Over the years, we have been shooting ourselves in the foot by engaging in land use practices that are really affecting our very livelihood and endangering our lives.
This is because we have continuously been mismanaging and misusing the land through deforestation, overgrazing, fuel wood consumption, poor agricultural practices, and unprecedented rate of urbanization leading to land degradation.
It is, therefore, essential that the state authorities and the people take concrete actions to reverse this situation, for it would continue to cause serious harm to our environment and our very lives as inhabitants of the land.
Already, we are experiencing a loss of vegetable cover and ruin in the quality of our agriculture and livestock, fisheries, and biodiversity.
There is also environmental degradation such as salt water intrusion into the fresh water zone, soil salinization and erosion, as well as decreasing fertility of the arable land.
The rate of land degradation, according to our minister of the Environment, is further accelerated by rampant bush fires causing denudation of the vegetative cover.

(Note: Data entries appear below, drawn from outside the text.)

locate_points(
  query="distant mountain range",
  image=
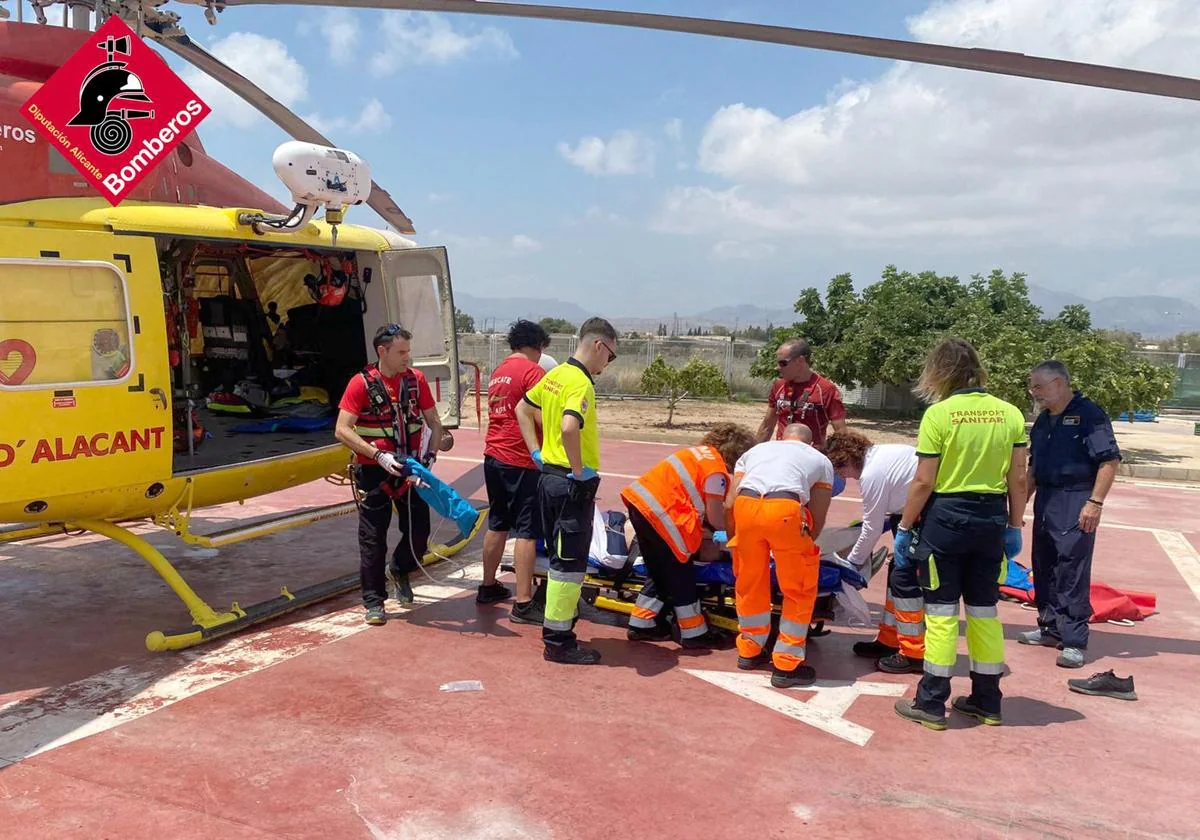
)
(1153, 316)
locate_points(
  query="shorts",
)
(511, 498)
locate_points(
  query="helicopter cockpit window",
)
(63, 323)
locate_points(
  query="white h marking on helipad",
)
(826, 711)
(1183, 555)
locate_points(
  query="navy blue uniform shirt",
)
(1067, 450)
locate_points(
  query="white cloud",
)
(731, 250)
(627, 153)
(264, 60)
(522, 244)
(339, 28)
(409, 39)
(372, 118)
(964, 159)
(516, 245)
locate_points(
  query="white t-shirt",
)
(888, 471)
(784, 466)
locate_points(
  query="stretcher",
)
(615, 579)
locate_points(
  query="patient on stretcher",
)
(613, 556)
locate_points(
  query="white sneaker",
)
(1038, 637)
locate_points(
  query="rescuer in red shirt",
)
(382, 418)
(801, 395)
(510, 473)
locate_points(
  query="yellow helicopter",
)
(132, 339)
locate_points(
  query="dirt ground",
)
(1170, 442)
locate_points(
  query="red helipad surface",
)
(318, 726)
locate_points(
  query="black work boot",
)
(874, 649)
(491, 593)
(971, 709)
(804, 675)
(576, 655)
(712, 639)
(900, 664)
(909, 711)
(1105, 684)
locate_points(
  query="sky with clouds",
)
(649, 172)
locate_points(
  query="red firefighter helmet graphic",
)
(111, 132)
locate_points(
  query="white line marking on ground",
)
(1183, 555)
(107, 700)
(825, 711)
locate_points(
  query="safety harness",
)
(383, 407)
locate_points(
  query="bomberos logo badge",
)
(115, 109)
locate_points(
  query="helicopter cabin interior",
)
(263, 339)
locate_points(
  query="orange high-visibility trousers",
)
(765, 528)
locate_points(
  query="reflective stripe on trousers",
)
(941, 639)
(767, 528)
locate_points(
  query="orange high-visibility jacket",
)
(671, 497)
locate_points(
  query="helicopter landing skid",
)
(208, 623)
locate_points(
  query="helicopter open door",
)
(418, 294)
(84, 407)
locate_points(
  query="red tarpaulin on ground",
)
(1109, 604)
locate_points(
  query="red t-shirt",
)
(816, 403)
(357, 401)
(509, 383)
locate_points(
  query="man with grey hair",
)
(1073, 461)
(801, 395)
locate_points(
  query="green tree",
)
(557, 325)
(697, 378)
(883, 334)
(1123, 337)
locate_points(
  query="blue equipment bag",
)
(443, 498)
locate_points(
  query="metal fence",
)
(623, 377)
(1187, 381)
(735, 358)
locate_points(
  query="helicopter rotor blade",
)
(187, 49)
(963, 58)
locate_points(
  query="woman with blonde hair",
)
(963, 516)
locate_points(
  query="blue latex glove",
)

“In addition to its impact on vegetation cover, bush fires indiscriminately eliminate habitats for wildlife and negatively affect natural processes of pest control,” the minister said, adding that poverty, population growth and natural factors such as extreme climate events significantly accelerate the process of land degradation.
We can, therefore, say that our land as nation is part of the global estimated 1.97 billion hectares of usable land that have been affected by various forms of human-induced land degradation.
We, therefore, need concrete action to curb this worrying trend of desertification, land degradation and drought called DLDD.
As the minister says, sustainable land management, institutional collaboration and cooperation, and the creative sourcing of funds are necessary for addressing DLDD.
The Gambia has been implementing various programmes and projects to combat land degradation since the Sahelien Drought of 1970s, but “the interventions to combat land degradation have largely been a piecemeal approach through individual sector plans and without a macro-level policy and strategic perspective”.
Hence we need concrete actions this time around to forestall this confrontational trend of DLDD, even as our policymakers meet at the Baobab Holiday Resort to validate the National Action Programme to Combat Desertification in The Gambia.
“Unless we practice conservation, those who come after us will have to pay the price of misery, degradation, and failure for the progress and prosperity of our day.”